Aku duduk di kursi peron kereta Stasiun Manggarai sambil mendengarkan musik dari penyanyi barat kesukaanku melalui earphone yang menggantung ditelinga ku. Dibandingkan sibuk bermain hand phone aku lebih suka mengamati bagaimana orang orang beraktivitas di peron seberang untuk lajur yang berbeda.
Sebagian besar orang menunggu keretanya tiba sambil bermain hand phone, sebagian kecil orang membaca buku, dan sisanya menjadi pengamat, sama sepertiku.
Tepat pukul 17.45 Kereta yang ku tunggu telah tiba, aku beranjak bangun dari kursiku berjalan dan berdiri di sisi sebelah kiri pintu kereta otomatis, berniat untuk membiarkan penumpang yang hendak turun terlebih dahulu, memang seharusnya begitu.
Pandanganku kebawah saat pintu kereta otomatis terbuka, fokus pada sepatu tiga warna yang modelnya sama persis seperti sepatu yang aku gunakan, hanya warnanya saja yang berbeda. Kakinya hanya sedikit lebih besar membuat aku yakin pemiliknya adalah seorang laki-laki.
Aku mengangkat kepalaku untuk mengetahui seperti apa wajahnya, pria yang memiliki selera fashion rendahan sama sepertiku ini.
Mata kami tertuju satu sama lain, sedetik sampai tiga detik lamanya sampai aku memutus kontak mata itu duluan dan berusaha melihat ke segala arah berniat mengalihkan.
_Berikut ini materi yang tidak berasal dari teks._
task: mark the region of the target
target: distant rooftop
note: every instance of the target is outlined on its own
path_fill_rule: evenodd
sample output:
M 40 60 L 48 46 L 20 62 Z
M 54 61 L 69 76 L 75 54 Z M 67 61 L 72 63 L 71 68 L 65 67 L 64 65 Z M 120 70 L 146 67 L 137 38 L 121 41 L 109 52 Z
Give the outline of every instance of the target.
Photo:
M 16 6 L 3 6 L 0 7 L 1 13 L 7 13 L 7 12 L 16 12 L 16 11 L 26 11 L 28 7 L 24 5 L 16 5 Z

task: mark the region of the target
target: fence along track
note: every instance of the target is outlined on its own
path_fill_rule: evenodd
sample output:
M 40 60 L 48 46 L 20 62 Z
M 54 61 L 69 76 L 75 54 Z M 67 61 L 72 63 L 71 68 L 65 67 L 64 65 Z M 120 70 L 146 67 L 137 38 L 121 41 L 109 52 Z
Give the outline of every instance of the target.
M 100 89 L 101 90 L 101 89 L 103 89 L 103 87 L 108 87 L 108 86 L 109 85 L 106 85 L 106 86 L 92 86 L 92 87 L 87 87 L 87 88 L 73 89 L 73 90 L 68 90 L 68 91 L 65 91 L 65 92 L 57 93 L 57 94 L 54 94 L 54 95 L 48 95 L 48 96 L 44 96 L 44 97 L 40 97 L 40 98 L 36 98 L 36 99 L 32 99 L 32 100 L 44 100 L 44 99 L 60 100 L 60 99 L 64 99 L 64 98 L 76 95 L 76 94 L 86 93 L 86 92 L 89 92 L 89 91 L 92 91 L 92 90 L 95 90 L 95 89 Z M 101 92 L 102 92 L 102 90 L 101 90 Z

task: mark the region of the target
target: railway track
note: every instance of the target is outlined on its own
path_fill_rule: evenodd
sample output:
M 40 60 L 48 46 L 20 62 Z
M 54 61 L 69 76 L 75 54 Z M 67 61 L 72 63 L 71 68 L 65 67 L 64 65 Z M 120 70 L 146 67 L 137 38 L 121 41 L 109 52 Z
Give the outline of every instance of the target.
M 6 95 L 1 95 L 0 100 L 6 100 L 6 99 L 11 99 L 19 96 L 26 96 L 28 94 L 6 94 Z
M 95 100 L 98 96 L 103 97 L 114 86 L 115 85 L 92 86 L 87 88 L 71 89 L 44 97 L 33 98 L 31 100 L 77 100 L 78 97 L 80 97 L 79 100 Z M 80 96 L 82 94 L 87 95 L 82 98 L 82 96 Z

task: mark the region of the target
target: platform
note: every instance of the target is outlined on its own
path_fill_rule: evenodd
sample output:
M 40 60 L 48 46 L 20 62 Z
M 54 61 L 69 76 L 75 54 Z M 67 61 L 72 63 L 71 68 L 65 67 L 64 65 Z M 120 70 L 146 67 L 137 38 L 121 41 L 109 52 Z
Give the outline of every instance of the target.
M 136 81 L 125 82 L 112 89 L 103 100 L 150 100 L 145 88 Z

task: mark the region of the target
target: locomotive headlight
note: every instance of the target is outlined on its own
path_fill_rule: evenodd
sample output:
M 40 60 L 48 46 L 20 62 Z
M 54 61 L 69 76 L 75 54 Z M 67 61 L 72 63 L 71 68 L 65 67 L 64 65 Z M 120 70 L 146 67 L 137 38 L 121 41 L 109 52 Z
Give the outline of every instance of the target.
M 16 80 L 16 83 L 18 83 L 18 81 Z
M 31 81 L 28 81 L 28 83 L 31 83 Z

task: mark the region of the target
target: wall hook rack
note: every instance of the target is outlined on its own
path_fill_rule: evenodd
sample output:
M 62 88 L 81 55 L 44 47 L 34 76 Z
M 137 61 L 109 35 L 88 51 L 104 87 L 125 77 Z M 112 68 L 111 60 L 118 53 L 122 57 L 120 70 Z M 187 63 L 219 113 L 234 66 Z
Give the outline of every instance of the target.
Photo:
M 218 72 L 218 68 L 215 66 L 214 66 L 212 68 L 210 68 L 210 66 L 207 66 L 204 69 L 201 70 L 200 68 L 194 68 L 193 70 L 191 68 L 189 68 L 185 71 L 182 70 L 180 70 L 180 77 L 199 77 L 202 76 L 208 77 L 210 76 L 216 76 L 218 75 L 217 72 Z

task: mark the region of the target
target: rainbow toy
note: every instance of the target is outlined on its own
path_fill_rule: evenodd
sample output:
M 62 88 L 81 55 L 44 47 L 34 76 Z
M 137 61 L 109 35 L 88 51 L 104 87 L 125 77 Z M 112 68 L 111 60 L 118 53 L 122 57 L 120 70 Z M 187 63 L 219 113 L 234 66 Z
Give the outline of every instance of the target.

Wajah pria itu senyum sumringah tanda menyapaku tanpa berbicara sedangkan aku hanya berusaha untuk tidak mengenalnya. Ingin sekali berjalan lurus untuk pindah rangkaian kereta tapi apa boleh buat, bisa masuk ke dalam rangkaian berisi lautan manusia saja sudah bersyukur. Tahan tahan saja.
Kami berdua berdiri bersebelahan menghadap jendela pintu otomatis. Dikarenakan langit sudah mulai gelap kami dapat melihat pantulan diri kami dari kaca pintu otomatis. Mata laki-laki itu menatapku dalam keramaian dari pantulan kaca pintu otomatis. Aku hanya diam tanpa menatapnya lagi, mengalihkan pandangannya dengan memejamkan mataku pura pura mengantuk.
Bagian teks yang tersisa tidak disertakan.